Understanding Your Gastrointestinal (GI) Tract
Think of your GI tract as a hollow tube within a hollow tube. It starts at your mouth and ends at the anus (special group of muscles that stay tight to keep BM in and relax to let it out). The GI tract consists of an outside layer of longitudinal muscle and an inside layer of circular muscle. Food and liquids taken in by mouth are moved through the GI tract by alternating contractions of one layer of muscle and relaxation (called peristalsis) of the other all the way to the anus.
Initially, your health care provider focuses on understanding your problem by doing a detailed history and physical. From that information different diagnostic tests will be ordered to provide information as to what is wrong and help identify the best treatment approach. Your health care provider will probably begin with the simplest treatment and progress to others if needed. It is important that you be open and honest about your problems. Being a more informed patient about normal functions and why certain things are suggested will make you a good partner with your health care provider in your health care.
Normal Bowel Function
Let’s look at normal bowel function first. After food and liquid have been mixed with digestive juices, the contents are emptied slowly into the small intestine. As the stomach contents are dissolved further by other digestive juices, the contents move further through the small intestines to all the nutrients to be absorbed. They move through to allow for more digestion. The waste products, include undigested food, move into the large colon. This material is called feces. It moves through to the rectum. When the signal is sent to the brain that it is time to have a BM, the muscles around the anus must relax to allow the feces to exit.

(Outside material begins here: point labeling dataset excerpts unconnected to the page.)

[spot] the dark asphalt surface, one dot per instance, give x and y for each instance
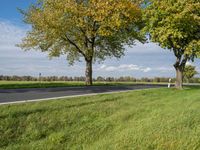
(14, 95)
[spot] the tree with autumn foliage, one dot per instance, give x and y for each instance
(89, 29)
(175, 25)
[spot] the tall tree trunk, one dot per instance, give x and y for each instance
(88, 73)
(179, 77)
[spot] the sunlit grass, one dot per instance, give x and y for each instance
(148, 119)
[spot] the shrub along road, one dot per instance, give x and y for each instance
(16, 95)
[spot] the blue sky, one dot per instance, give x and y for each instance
(142, 60)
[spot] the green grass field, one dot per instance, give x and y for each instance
(164, 119)
(36, 84)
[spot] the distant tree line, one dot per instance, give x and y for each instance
(98, 79)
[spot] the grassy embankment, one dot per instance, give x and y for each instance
(36, 84)
(147, 119)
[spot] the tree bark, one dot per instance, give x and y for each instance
(179, 77)
(88, 73)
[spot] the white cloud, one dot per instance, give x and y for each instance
(147, 48)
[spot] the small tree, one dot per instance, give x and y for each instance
(91, 29)
(189, 72)
(175, 25)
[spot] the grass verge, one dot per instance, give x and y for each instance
(36, 84)
(149, 119)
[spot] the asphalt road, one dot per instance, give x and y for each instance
(14, 95)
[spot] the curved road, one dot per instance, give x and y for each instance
(17, 95)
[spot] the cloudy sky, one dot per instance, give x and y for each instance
(142, 60)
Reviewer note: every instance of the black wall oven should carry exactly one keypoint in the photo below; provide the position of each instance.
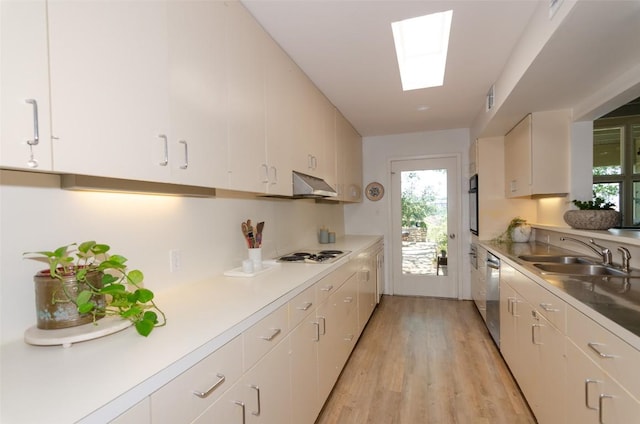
(473, 204)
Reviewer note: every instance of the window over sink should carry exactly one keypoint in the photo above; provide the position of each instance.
(616, 160)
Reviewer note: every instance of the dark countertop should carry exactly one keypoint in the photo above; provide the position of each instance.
(616, 298)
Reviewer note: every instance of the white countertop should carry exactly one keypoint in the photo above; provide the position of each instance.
(95, 381)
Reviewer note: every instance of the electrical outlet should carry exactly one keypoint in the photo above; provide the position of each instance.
(175, 261)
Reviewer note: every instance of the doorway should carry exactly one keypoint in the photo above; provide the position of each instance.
(424, 202)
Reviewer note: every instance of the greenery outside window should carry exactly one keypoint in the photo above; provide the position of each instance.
(616, 161)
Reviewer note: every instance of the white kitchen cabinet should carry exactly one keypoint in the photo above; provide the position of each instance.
(279, 109)
(24, 86)
(195, 390)
(109, 88)
(246, 43)
(529, 341)
(537, 154)
(263, 394)
(593, 396)
(197, 93)
(140, 413)
(367, 286)
(348, 160)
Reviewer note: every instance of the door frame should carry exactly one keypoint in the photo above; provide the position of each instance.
(393, 256)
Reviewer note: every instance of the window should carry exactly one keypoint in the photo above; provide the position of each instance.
(616, 160)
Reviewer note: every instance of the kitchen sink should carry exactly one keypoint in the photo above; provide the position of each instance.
(561, 259)
(579, 269)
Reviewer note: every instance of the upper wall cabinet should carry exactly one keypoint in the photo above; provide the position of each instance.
(25, 138)
(137, 91)
(537, 155)
(349, 161)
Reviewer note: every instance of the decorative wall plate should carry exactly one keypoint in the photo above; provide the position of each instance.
(374, 191)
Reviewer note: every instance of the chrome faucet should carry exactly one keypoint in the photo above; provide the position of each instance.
(626, 258)
(601, 251)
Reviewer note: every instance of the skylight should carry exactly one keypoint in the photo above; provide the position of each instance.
(421, 46)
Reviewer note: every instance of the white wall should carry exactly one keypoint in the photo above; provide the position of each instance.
(373, 217)
(36, 215)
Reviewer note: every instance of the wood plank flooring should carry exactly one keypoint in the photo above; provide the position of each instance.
(425, 361)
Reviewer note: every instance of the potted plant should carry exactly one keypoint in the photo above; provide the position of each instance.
(594, 214)
(518, 231)
(85, 283)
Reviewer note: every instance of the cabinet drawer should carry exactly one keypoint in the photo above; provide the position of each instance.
(612, 354)
(332, 282)
(262, 337)
(177, 401)
(301, 306)
(549, 305)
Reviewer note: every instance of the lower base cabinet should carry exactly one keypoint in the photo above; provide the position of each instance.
(311, 339)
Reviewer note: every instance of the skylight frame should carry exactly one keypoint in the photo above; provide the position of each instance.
(422, 45)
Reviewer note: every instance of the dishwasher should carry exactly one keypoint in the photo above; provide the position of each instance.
(493, 297)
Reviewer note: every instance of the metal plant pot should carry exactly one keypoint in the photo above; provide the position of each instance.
(55, 300)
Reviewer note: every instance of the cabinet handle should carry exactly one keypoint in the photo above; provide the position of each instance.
(257, 389)
(271, 336)
(186, 155)
(305, 306)
(275, 175)
(241, 405)
(601, 354)
(165, 159)
(586, 392)
(36, 132)
(548, 307)
(324, 325)
(601, 406)
(202, 395)
(533, 334)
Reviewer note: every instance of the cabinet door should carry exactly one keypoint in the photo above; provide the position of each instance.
(24, 86)
(197, 93)
(592, 396)
(304, 371)
(517, 154)
(279, 101)
(246, 42)
(109, 88)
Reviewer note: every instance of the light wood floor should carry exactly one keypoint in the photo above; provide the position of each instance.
(425, 361)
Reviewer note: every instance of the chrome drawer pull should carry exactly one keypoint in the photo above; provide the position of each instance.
(601, 406)
(241, 405)
(271, 336)
(547, 307)
(586, 392)
(593, 347)
(306, 306)
(165, 141)
(202, 395)
(257, 389)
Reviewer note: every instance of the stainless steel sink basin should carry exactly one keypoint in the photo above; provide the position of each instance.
(554, 259)
(579, 269)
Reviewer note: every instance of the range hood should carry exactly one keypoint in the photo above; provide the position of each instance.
(307, 186)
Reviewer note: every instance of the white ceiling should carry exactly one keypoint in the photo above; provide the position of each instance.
(346, 48)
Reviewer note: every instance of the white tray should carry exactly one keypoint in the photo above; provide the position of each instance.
(237, 272)
(67, 336)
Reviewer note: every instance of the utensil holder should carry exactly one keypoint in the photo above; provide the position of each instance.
(255, 254)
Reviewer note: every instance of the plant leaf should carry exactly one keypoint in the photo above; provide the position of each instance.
(144, 295)
(136, 277)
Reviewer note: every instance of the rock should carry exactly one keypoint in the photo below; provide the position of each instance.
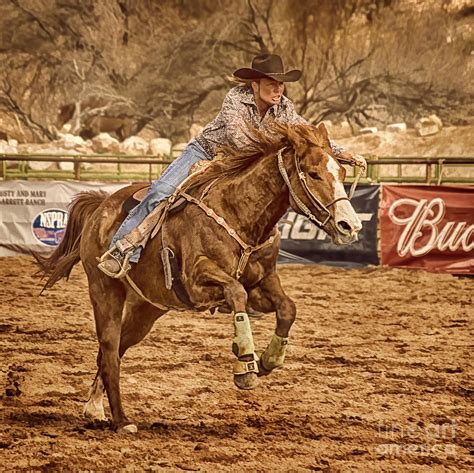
(160, 147)
(437, 120)
(397, 127)
(68, 141)
(427, 126)
(368, 130)
(8, 147)
(44, 165)
(148, 133)
(104, 143)
(134, 145)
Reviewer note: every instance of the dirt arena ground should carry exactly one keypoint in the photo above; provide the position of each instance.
(378, 378)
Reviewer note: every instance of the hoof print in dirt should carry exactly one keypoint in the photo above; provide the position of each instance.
(98, 425)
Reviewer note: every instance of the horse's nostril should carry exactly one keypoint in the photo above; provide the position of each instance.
(344, 226)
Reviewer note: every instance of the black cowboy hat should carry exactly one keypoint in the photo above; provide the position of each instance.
(268, 66)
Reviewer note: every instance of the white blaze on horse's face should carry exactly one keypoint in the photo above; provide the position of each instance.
(346, 221)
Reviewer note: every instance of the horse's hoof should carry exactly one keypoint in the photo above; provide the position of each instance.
(246, 380)
(261, 370)
(94, 414)
(128, 429)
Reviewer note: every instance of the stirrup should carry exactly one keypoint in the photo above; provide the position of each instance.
(123, 259)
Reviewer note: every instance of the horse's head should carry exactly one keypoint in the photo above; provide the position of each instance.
(318, 184)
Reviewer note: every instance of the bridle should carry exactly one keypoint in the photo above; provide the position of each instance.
(302, 207)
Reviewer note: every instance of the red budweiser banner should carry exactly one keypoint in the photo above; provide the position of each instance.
(430, 227)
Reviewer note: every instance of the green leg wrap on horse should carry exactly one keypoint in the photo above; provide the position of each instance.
(274, 355)
(243, 339)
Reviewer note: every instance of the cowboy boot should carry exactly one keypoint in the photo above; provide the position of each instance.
(116, 261)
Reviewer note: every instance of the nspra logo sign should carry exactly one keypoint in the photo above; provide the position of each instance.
(49, 226)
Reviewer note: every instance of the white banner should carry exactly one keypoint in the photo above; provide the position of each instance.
(33, 213)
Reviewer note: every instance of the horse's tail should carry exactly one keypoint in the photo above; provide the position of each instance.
(60, 263)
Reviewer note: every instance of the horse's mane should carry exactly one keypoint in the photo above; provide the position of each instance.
(230, 161)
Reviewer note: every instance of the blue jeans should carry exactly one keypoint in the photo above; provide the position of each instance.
(161, 189)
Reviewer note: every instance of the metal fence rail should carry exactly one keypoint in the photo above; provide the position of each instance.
(434, 168)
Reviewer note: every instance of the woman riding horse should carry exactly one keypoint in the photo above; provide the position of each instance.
(257, 103)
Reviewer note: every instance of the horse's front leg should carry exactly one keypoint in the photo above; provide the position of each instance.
(270, 296)
(208, 274)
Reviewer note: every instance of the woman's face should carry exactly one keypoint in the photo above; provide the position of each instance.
(269, 90)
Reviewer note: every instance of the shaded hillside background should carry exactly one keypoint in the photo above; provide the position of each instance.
(166, 64)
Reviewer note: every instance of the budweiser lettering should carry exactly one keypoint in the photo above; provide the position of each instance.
(424, 232)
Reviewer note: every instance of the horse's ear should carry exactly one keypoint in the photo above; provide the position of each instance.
(324, 133)
(296, 138)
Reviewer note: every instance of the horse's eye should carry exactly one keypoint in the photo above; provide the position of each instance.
(314, 175)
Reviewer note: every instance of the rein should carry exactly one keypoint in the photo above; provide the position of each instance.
(314, 200)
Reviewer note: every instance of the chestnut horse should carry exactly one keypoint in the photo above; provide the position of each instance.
(225, 243)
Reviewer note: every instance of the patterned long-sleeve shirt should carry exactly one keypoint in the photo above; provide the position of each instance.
(239, 110)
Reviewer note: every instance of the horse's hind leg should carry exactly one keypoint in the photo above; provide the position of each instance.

Two sets of muscle surround the anus. One is involuntary (Internal Anal Sphincter) and automatically relaxes in order to allow a sampling of contents. This is why a person can tell if the contents are solid, liquid or gas. The other is voluntary (External Anal Sphincter) and surrounds the Internal Anal Sphincter. This is a muscle that we can control. A portion of the pelvic muscles move down to become part of the External Anal Sphincter. This is the muscle that you tighten when you don’t want to pass gas, for example when you’re out in public with other people. If it is not a good time to have a BM, tightening this group of muscles will cause a reaction of deferring the act. The signal to have a BM will not happen again until more feces moves down. This can lead to constipation if you continually defer.
Pelvic Muscles
The pelvic floor muscles are also known as the Levator Ani muscle. The Levator Ani is composed of three muscles that are intertwined. These are the deepest muscles and are also referred to as the pelvic diaphragm. These muscles and other tissues provide support for our pelvic organs (bladder, uterus/vagina, and bowel). One of the muscles of the Levator Ani is the Puborectalis. This muscle is important in bowel continence and in bowel emptying. It begins at the pubic bone (front of the pelvis), goes around the anus and rectum, and returns to the pubic bone. This muscle forms what is called the Anorectal angle. This angle is about 90 degrees and helps to keep fecal material in until a decision is made to go to the bathroom. When sitting to empty the bowel, this angle relaxes to about 110 degrees and allows the contents to be emptied.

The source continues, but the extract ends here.